BMP Slams Govt For Consecutively Increasing POL Prices In Last Six Months

Karachi, (Pakistan Point News - 01st Mar, 2018) : The Businessmen Panel (BMP) has said that the government increased 18 rupees per litre on diesel and 16 rupees on petrol in the last six months which may continue to enhance difficulties of trade and industry and the people of Pakistan, despite the fact government already charged forty rupees tax per liter on diesel and thirty four rupees tax per liter on petrol, instead of decreased the slap of tax from the POL prices government keep continue to follow OGRA summary amicably every month.

Chairman BMP Mian Anjum Nisar said on Thursday that the petrol and High Speed Diesel (HSD) are two major products that generate most of revenue for the government because of their massive and yet growing consumption in the country. He said that the HSD sales across the country are now going beyond 800,000 tonnes per month against monthly consumption of around 700,000 tonnes of petrol and in contrast Pakistan's economy will most likely be faced with tougher challenges in the second half of the current fiscal year as it remains heavily dependent on imported fuel oil whose prices are steadily on the rise, and in view of this Pakistan's annual inflation climbed to 4.

4 per cent in January from 3.7pc in the same month last year mainly due to hike in petroleum prices Mian Anjum said good days seem to be over as second half's (January-June 2018) import bill will be significantly higher than the first half of current fiscal year 2017-18. He said Petroleum goods remain heavily taxed to make up a significant chunk of the revenue collected by the government and we will not stand for the economic murder of the country.

"Currently government charged heft taxes on POL products from the consumer which is not acceptable". He further said high oil prices mean that Pakistan's export competitiveness goes down and our exports already falling, this is something the country can ill afford. It also raises questions about the decision to depreciate the Pakistani rupee which took recently.
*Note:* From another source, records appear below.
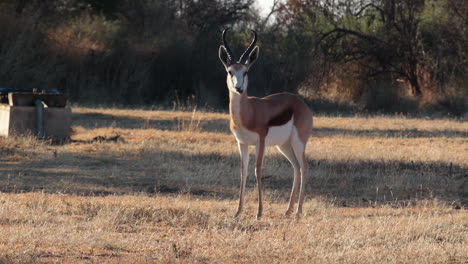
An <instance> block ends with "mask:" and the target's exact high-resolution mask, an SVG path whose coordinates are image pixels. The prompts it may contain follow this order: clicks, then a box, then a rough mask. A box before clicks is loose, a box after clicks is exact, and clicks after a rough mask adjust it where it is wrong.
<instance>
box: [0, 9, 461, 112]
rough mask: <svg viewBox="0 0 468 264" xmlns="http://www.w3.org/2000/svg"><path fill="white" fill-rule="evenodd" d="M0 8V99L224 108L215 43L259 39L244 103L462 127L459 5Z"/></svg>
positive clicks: (231, 41) (168, 106)
mask: <svg viewBox="0 0 468 264" xmlns="http://www.w3.org/2000/svg"><path fill="white" fill-rule="evenodd" d="M254 6H255V5H254V0H101V1H99V0H2V1H0V87H18V88H25V87H30V88H32V87H36V88H57V89H59V90H61V91H62V92H64V93H65V94H67V95H68V96H69V97H70V99H71V101H73V102H77V103H79V104H84V105H93V104H104V105H105V104H107V105H109V104H117V105H132V106H142V105H150V106H154V105H157V106H164V107H170V106H182V105H184V104H187V103H190V104H198V105H203V106H209V107H212V108H215V109H224V108H226V106H227V104H228V102H227V89H226V85H225V78H226V76H225V72H224V69H223V67H222V65H221V63H220V62H219V60H218V56H217V52H218V46H219V45H220V44H221V31H222V30H223V29H224V28H226V27H233V30H232V31H231V32H230V34H229V36H228V40H229V42H230V43H231V46H232V48H233V50H234V53H236V54H237V55H238V56H239V55H240V54H241V52H243V49H245V48H246V46H247V45H248V43H249V41H250V39H251V37H252V36H251V32H250V31H249V30H248V29H250V28H252V29H255V30H256V31H257V32H258V35H259V42H258V45H259V46H260V59H259V60H258V62H257V63H256V65H255V67H254V68H253V70H252V71H251V73H250V75H249V76H250V78H251V79H250V87H249V93H250V94H251V95H256V96H264V95H266V94H270V93H274V92H281V91H288V92H298V93H300V94H302V95H303V96H304V97H306V98H307V99H308V100H309V102H310V105H311V107H312V108H313V109H314V110H315V111H323V112H335V111H353V112H354V111H365V112H390V113H394V112H403V113H417V112H427V113H438V114H443V115H451V116H464V115H465V113H466V111H467V98H468V97H467V96H468V88H467V86H468V80H467V76H468V71H467V69H468V45H467V43H468V32H467V30H468V29H467V25H468V2H467V1H466V0H433V1H430V0H365V1H359V0H352V1H349V0H333V1H332V0H322V1H314V0H309V1H304V0H285V1H283V2H280V1H276V2H275V5H274V7H273V8H272V10H271V13H270V14H269V15H268V16H267V17H265V16H260V15H259V11H258V10H256V9H255V7H254Z"/></svg>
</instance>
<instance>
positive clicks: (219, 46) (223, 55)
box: [218, 45, 231, 68]
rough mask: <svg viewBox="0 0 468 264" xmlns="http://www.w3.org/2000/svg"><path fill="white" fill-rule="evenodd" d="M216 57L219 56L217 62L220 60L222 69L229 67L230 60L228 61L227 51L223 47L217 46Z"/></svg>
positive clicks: (229, 64)
mask: <svg viewBox="0 0 468 264" xmlns="http://www.w3.org/2000/svg"><path fill="white" fill-rule="evenodd" d="M218 56H219V60H221V62H222V63H223V65H224V67H226V68H227V67H229V65H230V64H231V63H230V60H229V55H228V53H227V50H226V48H225V47H224V45H221V46H219V51H218Z"/></svg>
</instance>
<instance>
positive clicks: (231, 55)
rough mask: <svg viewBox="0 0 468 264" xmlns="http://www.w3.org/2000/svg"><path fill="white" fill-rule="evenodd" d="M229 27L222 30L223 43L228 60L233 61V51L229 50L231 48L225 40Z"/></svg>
mask: <svg viewBox="0 0 468 264" xmlns="http://www.w3.org/2000/svg"><path fill="white" fill-rule="evenodd" d="M229 29H231V28H226V29H225V30H223V45H224V47H225V48H226V51H227V53H228V58H229V61H231V62H232V61H234V59H233V57H234V55H233V53H232V51H231V49H230V48H229V46H228V44H227V41H226V32H227V31H228V30H229Z"/></svg>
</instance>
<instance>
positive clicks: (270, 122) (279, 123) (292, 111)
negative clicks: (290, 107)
mask: <svg viewBox="0 0 468 264" xmlns="http://www.w3.org/2000/svg"><path fill="white" fill-rule="evenodd" d="M293 113H294V111H293V109H292V108H290V107H288V108H286V109H284V111H283V112H281V113H279V114H278V115H276V116H274V117H272V118H271V119H270V120H269V121H268V126H282V125H284V124H286V123H287V122H288V121H289V120H291V117H292V115H293Z"/></svg>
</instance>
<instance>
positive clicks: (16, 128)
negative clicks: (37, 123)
mask: <svg viewBox="0 0 468 264" xmlns="http://www.w3.org/2000/svg"><path fill="white" fill-rule="evenodd" d="M43 119H44V120H43V126H44V135H45V137H46V138H51V139H54V140H64V139H68V138H70V132H71V109H70V108H69V107H63V108H62V107H46V108H44V112H43ZM12 135H37V113H36V107H33V106H9V105H6V104H0V136H5V137H8V136H12Z"/></svg>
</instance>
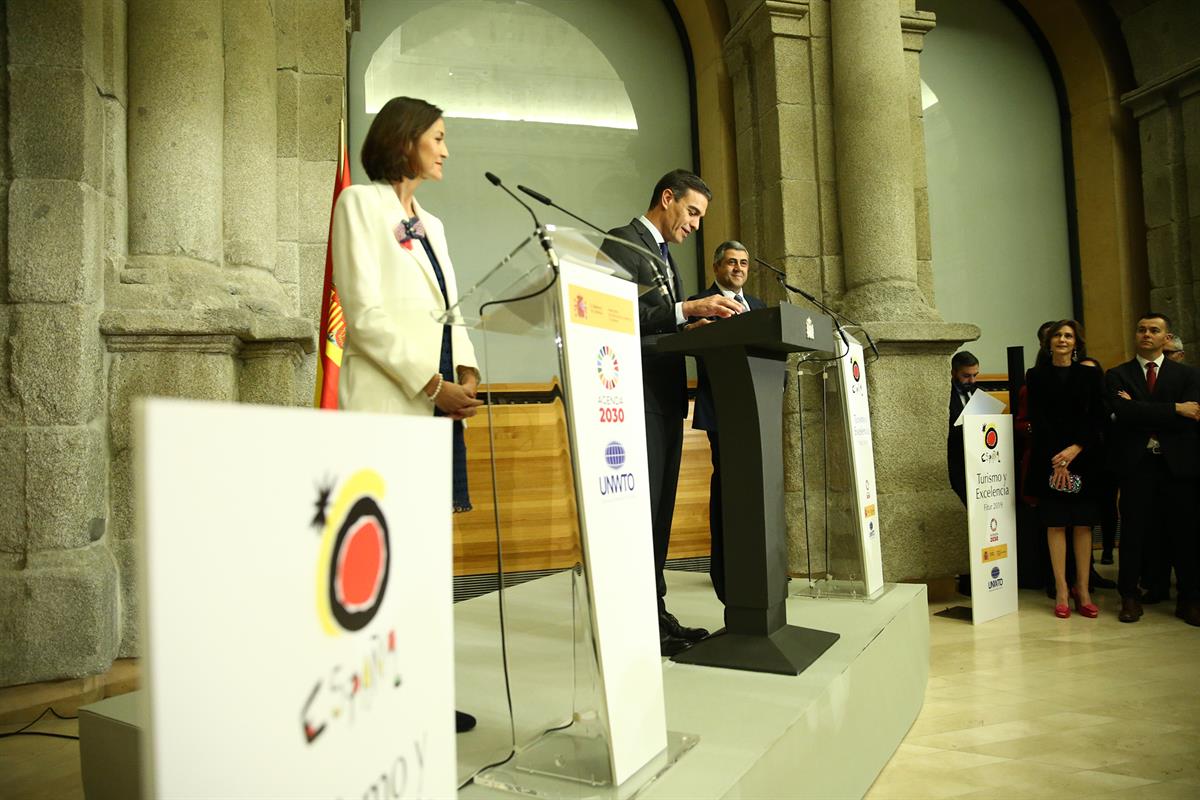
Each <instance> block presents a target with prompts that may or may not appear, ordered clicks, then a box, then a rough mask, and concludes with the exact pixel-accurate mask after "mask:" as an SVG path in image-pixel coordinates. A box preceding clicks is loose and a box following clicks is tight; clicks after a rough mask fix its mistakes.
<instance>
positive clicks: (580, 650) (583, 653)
mask: <svg viewBox="0 0 1200 800" xmlns="http://www.w3.org/2000/svg"><path fill="white" fill-rule="evenodd" d="M606 239H607V237H606V236H605V235H602V234H590V233H583V231H578V230H574V229H570V228H551V227H547V228H546V229H545V231H539V233H535V234H534V235H533V236H530V237H528V239H526V240H524V241H523V242H522V243H521V245H520V246H518V247H516V248H514V249H512V252H510V253H509V254H508V255H505V257H504V259H502V261H500V263H499V264H497V266H496V267H493V269H492V270H491V271H490V272H488V273H487V276H486V277H485V278H484V279H482V281H480V282H479V283H478V284H476V285H474V287H472V288H470V289H467V290H464V291H463V293H462V294H461V295H460V302H458V303H457V305H456V306H454V307H451V308H450V309H449V311H448V312H446V313H445V315H444V317H443V318H442V320H440V321H446V323H451V324H458V325H466V326H468V327H472V329H474V330H475V331H476V333H474V335H473V338H474V341H475V349H476V356H478V359H479V363H480V371H481V373H482V380H481V392H486V395H481V397H482V398H484V399H485V401H486V404H485V405H484V407H482V408H481V409H480V411H479V414H478V415H476V416H475V417H473V419H470V420H468V426H469V434H470V435H469V437H468V443H469V449H470V451H469V453H468V459H469V462H470V465H472V467H470V469H469V473H470V476H472V486H470V492H472V501H473V505H474V511H472V512H469V515H466V516H464V517H470V519H469V522H468V521H466V519H460V521H458V522H460V524H458V525H456V541H455V547H456V555H457V557H458V558H457V559H456V561H457V564H458V569H460V573H462V572H467V573H472V575H475V576H479V577H480V578H481V579H482V581H484V582H485V584H486V587H487V588H490V589H493V591H490V593H487V594H482V595H480V596H478V597H474V599H470V600H467V601H464V602H460V603H458V604H457V606H456V613H455V625H456V631H455V636H456V664H457V667H456V669H457V674H456V684H457V697H456V702H457V708H458V709H460V710H463V711H467V712H469V714H473V715H475V716H476V717H478V720H479V726H478V728H476V730H475V732H473V733H470V734H467V735H461V736H458V740H457V745H458V778H460V783H464V782H466V781H468V780H474V782H476V783H480V784H481V786H490V787H494V788H500V789H506V790H510V792H517V793H522V794H528V795H535V796H622V798H625V796H632V795H634V794H636V793H637V792H638V790H640V789H641V788H643V787H644V786H646V784H647V783H648V782H649V781H652V780H653V778H654V777H655V776H656V775H659V774H660V772H661V771H662V770H665V769H666V768H667V766H670V764H671V763H673V760H674V759H677V758H678V757H679V756H680V754H682V753H683V752H686V750H688V748H690V746H692V745H694V744H695V738H688V736H684V735H674V736H671V738H670V739H668V741H670V745H668V747H667V748H665V750H664V751H662V753H660V756H659V757H656V758H655V759H652V760H650V762H649V763H648V764H646V766H644V768H643V769H642V770H640V771H638V772H637V774H636V775H634V776H632V777H630V778H628V780H625V781H624V782H622V783H620V786H616V784H614V781H613V771H612V760H611V758H612V742H611V740H610V730H611V728H610V724H608V720H607V718H606V710H605V709H606V708H607V704H606V698H605V696H604V692H605V688H604V681H602V680H601V670H600V668H599V663H598V646H596V642H595V639H594V631H595V630H596V628H595V625H594V619H593V608H592V601H590V596H592V594H590V593H589V581H590V579H592V576H590V573H589V567H588V558H587V557H586V548H584V547H583V537H582V536H581V516H580V507H578V504H577V500H576V499H577V498H578V497H581V494H580V491H578V476H577V474H576V473H577V470H576V468H575V462H574V458H572V452H574V445H572V440H571V439H572V427H571V425H570V419H569V410H570V403H571V392H570V386H569V385H568V381H565V380H564V375H565V374H566V371H565V365H564V361H563V336H562V331H563V320H562V319H560V317H562V311H560V307H559V301H560V295H559V291H558V287H557V285H556V283H557V275H558V271H557V269H556V267H557V260H556V259H562V260H564V261H565V260H569V261H570V263H572V264H575V265H584V266H586V267H588V269H589V270H594V271H596V272H599V273H602V275H608V276H616V277H618V278H622V279H624V281H630V279H631V276H630V275H629V273H628V272H626V271H625V270H623V269H622V267H620V266H619V265H618V264H617V263H616V261H613V260H612V259H611V258H608V255H606V254H605V253H604V252H601V246H602V245H604V242H605V241H606ZM612 241H620V240H612ZM625 245H626V243H625V242H622V245H620V246H625ZM547 246H548V247H550V248H551V252H547V249H546V247H547ZM638 249H640V248H638ZM643 252H644V251H643ZM646 254H647V255H648V257H653V254H650V253H646ZM517 350H518V351H520V354H521V356H520V362H521V373H522V379H521V380H520V383H517V381H515V380H512V378H511V375H510V374H509V373H510V372H511V366H510V365H511V360H510V359H505V357H503V356H505V355H509V354H511V353H514V351H517ZM530 375H533V377H534V379H533V380H530ZM655 656H656V654H655ZM581 793H582V794H581Z"/></svg>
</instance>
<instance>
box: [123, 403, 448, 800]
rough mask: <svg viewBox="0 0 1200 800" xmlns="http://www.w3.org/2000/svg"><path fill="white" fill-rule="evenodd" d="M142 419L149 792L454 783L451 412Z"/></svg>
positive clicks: (139, 538)
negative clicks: (423, 417) (452, 608)
mask: <svg viewBox="0 0 1200 800" xmlns="http://www.w3.org/2000/svg"><path fill="white" fill-rule="evenodd" d="M133 423H134V443H136V475H134V480H136V491H137V497H138V528H139V530H138V536H139V541H140V543H142V558H140V566H142V593H140V599H142V608H143V612H144V613H143V640H142V644H143V651H144V654H145V657H146V662H145V663H146V688H148V692H146V694H148V698H149V720H148V728H146V733H148V735H143V738H142V741H143V758H144V762H143V763H144V764H146V766H148V769H146V770H145V771H146V777H145V781H146V787H145V788H146V796H150V798H184V796H188V798H374V796H379V798H431V796H438V798H445V796H454V794H455V792H456V786H455V740H454V736H455V733H454V640H452V639H454V618H452V612H451V594H452V593H451V524H450V503H451V500H450V486H451V481H450V422H449V421H446V420H434V419H432V417H430V419H419V417H410V416H379V415H366V414H349V413H330V411H317V410H304V409H282V408H269V407H263V405H236V404H220V403H194V402H182V401H162V399H154V401H148V402H145V403H144V404H139V405H138V407H136V408H134V420H133Z"/></svg>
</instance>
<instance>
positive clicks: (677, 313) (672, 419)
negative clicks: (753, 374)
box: [602, 169, 742, 656]
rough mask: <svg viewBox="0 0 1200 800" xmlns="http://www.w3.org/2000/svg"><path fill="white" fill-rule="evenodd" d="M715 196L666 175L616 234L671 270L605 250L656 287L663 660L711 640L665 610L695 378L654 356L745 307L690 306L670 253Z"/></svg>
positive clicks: (639, 319)
mask: <svg viewBox="0 0 1200 800" xmlns="http://www.w3.org/2000/svg"><path fill="white" fill-rule="evenodd" d="M712 197H713V193H712V191H710V190H709V188H708V185H707V184H704V181H702V180H701V179H700V178H698V176H697V175H694V174H692V173H690V172H688V170H685V169H676V170H672V172H670V173H667V174H666V175H664V176H662V178H661V179H660V180H659V182H658V184H656V185H655V187H654V192H653V194H652V196H650V206H649V209H647V211H646V213H643V215H642V216H640V217H637V218H635V219H632V221H630V223H629V224H628V225H622V227H620V228H613V229H612V230H610V231H608V234H610V235H612V236H617V237H619V239H624V240H625V241H630V242H634V243H635V245H638V246H641V247H644V248H646V249H648V251H649V252H652V253H659V254H661V258H662V260H664V261H666V269H662V265H660V264H659V263H656V261H654V260H652V259H649V258H646V257H644V255H642V254H641V253H638V252H636V251H634V249H630V248H628V247H622V246H620V245H617V243H614V242H605V245H604V247H602V249H604V252H605V253H607V254H608V255H610V257H611V258H612V259H613V260H614V261H617V263H618V264H620V265H622V266H624V267H625V269H626V270H629V271H630V272H631V273H632V275H634V278H635V279H636V281H637V282H638V283H641V284H643V285H649V287H655V288H654V289H650V290H649V291H647V293H644V294H643V295H642V296H641V297H640V299H638V301H637V315H638V321H640V325H641V331H642V391H643V397H644V403H646V452H647V459H648V462H649V463H648V464H647V473H648V481H649V489H650V525H652V531H653V536H654V570H655V581H656V583H658V594H659V638H660V645H661V651H662V655H665V656H672V655H676V654H678V652H680V651H683V650H685V649H686V648H689V646H691V643H692V642H698V640H700V639H702V638H704V637H706V636H708V631H706V630H704V628H702V627H686V626H683V625H680V624H679V620H677V619H676V618H674V615H673V614H671V613H670V612H668V610H667V609H666V602H665V596H666V591H667V587H666V582H665V579H664V576H662V570H664V565H665V564H666V559H667V547H668V545H670V543H671V521H672V519H673V517H674V499H676V488H677V486H678V483H679V456H680V453H682V452H683V421H684V417H686V416H688V373H686V369H685V368H684V361H683V356H682V355H666V354H659V353H656V351H655V350H654V345H655V342H656V341H658V337H659V336H661V335H664V333H674V332H676V331H678V330H679V329H680V327H682V326H683V325H684V324H685V323H686V320H688V318H689V317H730V315H732V314H736V313H738V312H739V311H740V309H742V307H740V306H738V305H737V303H734V302H733V301H732V300H728V299H726V297H725V296H724V295H722V296H712V297H704V299H702V300H684V299H683V283H682V282H680V281H679V271H678V269H677V267H676V263H674V260H673V259H672V258H671V253H670V251H668V249H667V246H668V245H678V243H679V242H682V241H683V240H684V239H686V237H688V236H689V235H690V234H691V233H692V231H695V230H697V229H698V228H700V221H701V218H702V217H703V216H704V212H706V211H707V210H708V200H709V199H712Z"/></svg>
BMP Secretary General (Federal), Ahmad Jawad has slammed the recent hike in prices of petroleum products and called on the government to withdraw its decision, instead of increasing petroleum prices, the government should focus on reducing taxes and duties on POL products and control non-development expenditures added that the country's energy import bill has already risen heftily as global oil prices have spiked by almost a third in the last several months, it's likely to increase considerably going forward.

He told rising oil prices will add to pressure on the country's forex reserves, widen trade gap which already plunged to $17 billion in last seven months as we spend more on the energy import bill, push domestic power prices, increase the already high cost of doing business affecting export competitiveness, expand budget deficit, spike inflation and squeeze household incomes. Jawad also viewed "It is not good news for Pakistan whenever oil goes up our economy tanks, as rising prices will have consequences for the embattled PML-N in an election year".

He further viewed I don't know how country agriculture sector could survived in this high HSD rate despite our agriculture products were already non competitive in the international market. "I think Ministry of National food and Security should discuss the officials of Ministry of Energy Division that 50% farmers used tube wells on engine diesels, in that rate how they could irrigate their lands properly." He suggested the Minister Power Division Sardar Awais Laghari that being agriculturist we should adopt Indian agriculture model to save our agriculture sector from these monthly shocks which arise from your ministry.